Russel Dawson
- formal_name:
- first_date: 1816
- last_date: 1817
- function: Publisher
- locales: Lynchburg
- precis: Publisher of The Echo (1816-17) at Lynchburg as partner to William Waller Gray (193).
- notes: Publisher
Lynchburg
Publisher of The Echo (1816-17) at Lynchburg as partner to William Waller Gray (193).
Dawson was a native of nearby Bedford County when he joined with William Waller Gray to start a new Republican paper in Lynchburg. The pair professed that "we have both been brought up in the printing business, and we are not utter strangers to the due management and proper conduct of a newspaper." That training apparently came in the office of Fleming Grantland (185), founding publisher of the Lynchburg Press. Gray had managed that office following Grantland's removal to Georgia to join his brother Seaton (186) in conducting that state's public printing office, before he moved on to Richmond to work in the office of Samuel Pleasants (331), then Virginia's public printer. Dawson either went with Gray in Richmond, though he is not recorded there, or stayed in the Lynchburg office when it was sold to Jacob Haas in 1811 and continued there for some time thereafter. This new venture would be the first independent office for both men.

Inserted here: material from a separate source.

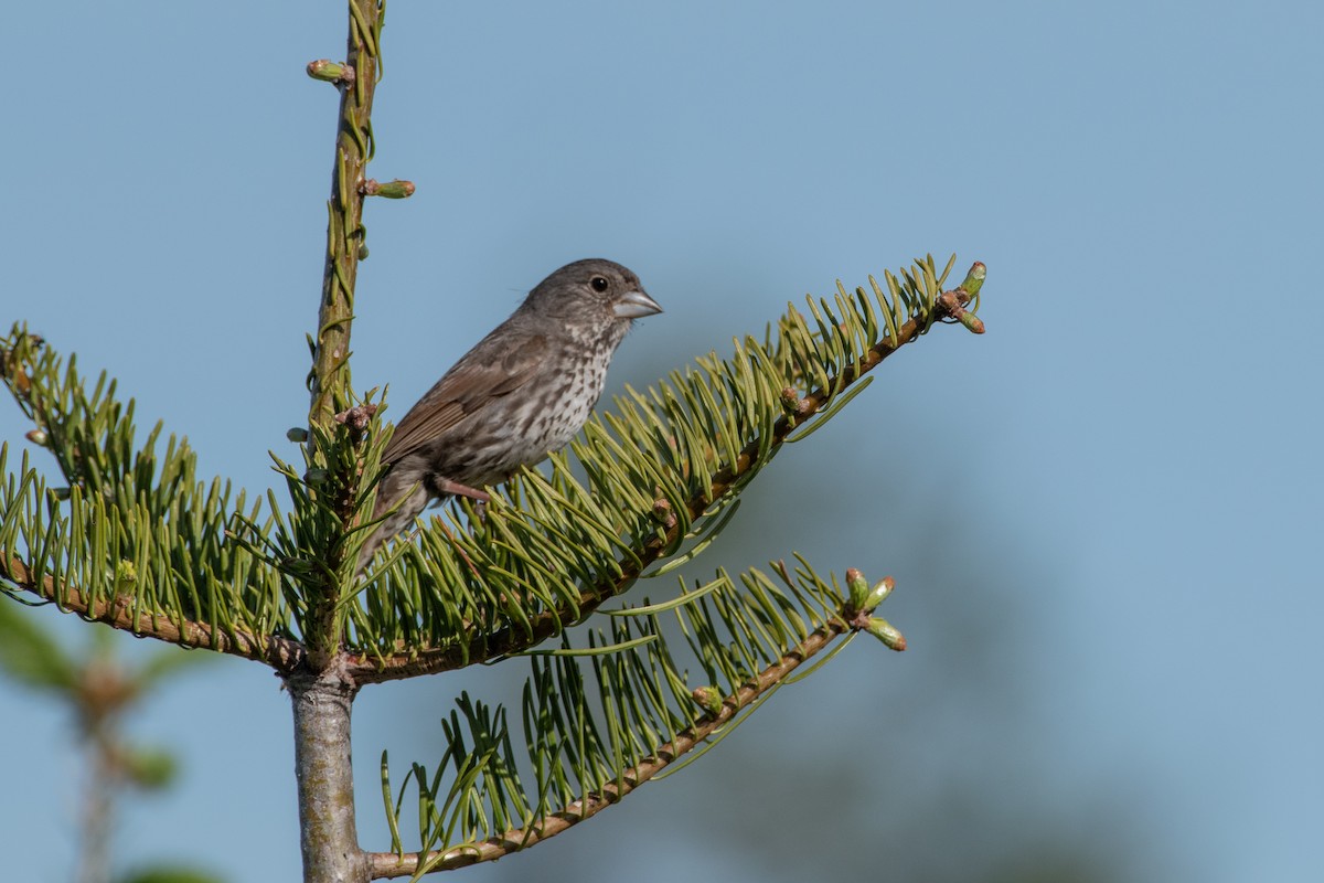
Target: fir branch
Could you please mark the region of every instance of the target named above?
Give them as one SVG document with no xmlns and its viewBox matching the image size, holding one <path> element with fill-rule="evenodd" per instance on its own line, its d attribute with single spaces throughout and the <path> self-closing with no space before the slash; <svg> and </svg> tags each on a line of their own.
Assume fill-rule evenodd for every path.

The firm of Rives (540) & Davies (539) operated the Lynchburg Centinel there during 1815, but it had expired by November, when the auction of its press and office were advertised. Dawson and Gray were in possession of their press by February 1816, when they published a prospectus notice in Pleasants' Virginia Argus; that the pair ended up in control of that particular press indicates that they had some support from local Jeffersonians, as had the Centinel and its predecessor, the Lynchburg Star. The two reinforced that partisan support by employing Gerard Banks (019), a well-known Jeffersonian journalist, to edit their paper during the presidential election campaign that fall.
Only four issues of the Echo survive, all from summer 1816, so the date it ceased publishing is uncertain; however, an advertising notice placed in the National Intelligencer in May & June 1818 indicates that the paper continued until about mid-June 1818. His connection to the project implies that The Echo was intended as a campaign paper in support of James Monroe as James Madison's successor that year. But as it was still in print in 1818 shows that Dawson and Gray hoped to carry on the Republican legacy embodied by the Centinel and the Star with The Echo. Yet their link to the paper they founded came to an end after just a year, when Gray was induced to return to Richmond to join Thomas Burling (066), a friend and long-time associate, in publishing a weekly there called The Spirit of Union. They transferred the journal to printer Tubal Early Strange (406), who appears to have been a journeyman working in their office.
In 1819, Dawson and Gray appear to have decided to launch a second Lynchburg paper. The Spirit of Union experienced a swift and ignominious demise in January 1818 with Thomas Burling's suicide; then when Strange closed the Echo the following summer, Dawson signed a promissory note for funds loaned to him by two local merchants, secured by Dawson's father, Pleasant, so beginning the process of starting another journal there. But that project never came to fruition; Gray stayed in Richmond when Dawson left Lynchburg after having received those monies. Following his father's death in 1837, the son was found in default of those loans when his father's estate could not make good their security, never answering a summons to appear in the Chancery Court to explain his conduct.
By 1830, Dawson resided on a farm in south-eastern Indiana with his Amherst-County-born wife, joining an influx of Southerners in what later became Union County. There the couple raised a family of at least six children and settled into prosperous life on the prairie, funded, in part it seems, with the loans Dawson took out in 1819. He died in Illinois in 1891, at the well advanced age of ninety-five.
Personal Data
Born:
May 13
1795
Bedford County, Virginia
Married:
Feb 27
1816
Mary Burks @ Amherst County, Virginia
Died:
Apr 21
1891
Center Township, Union County, Indiana
Children:
Sarah (b. 1817), Wellington (b. 1820), Margaret (b. 1822), Pleasant (b. 1826), Mary (b. 1826), Martha (b. 1830).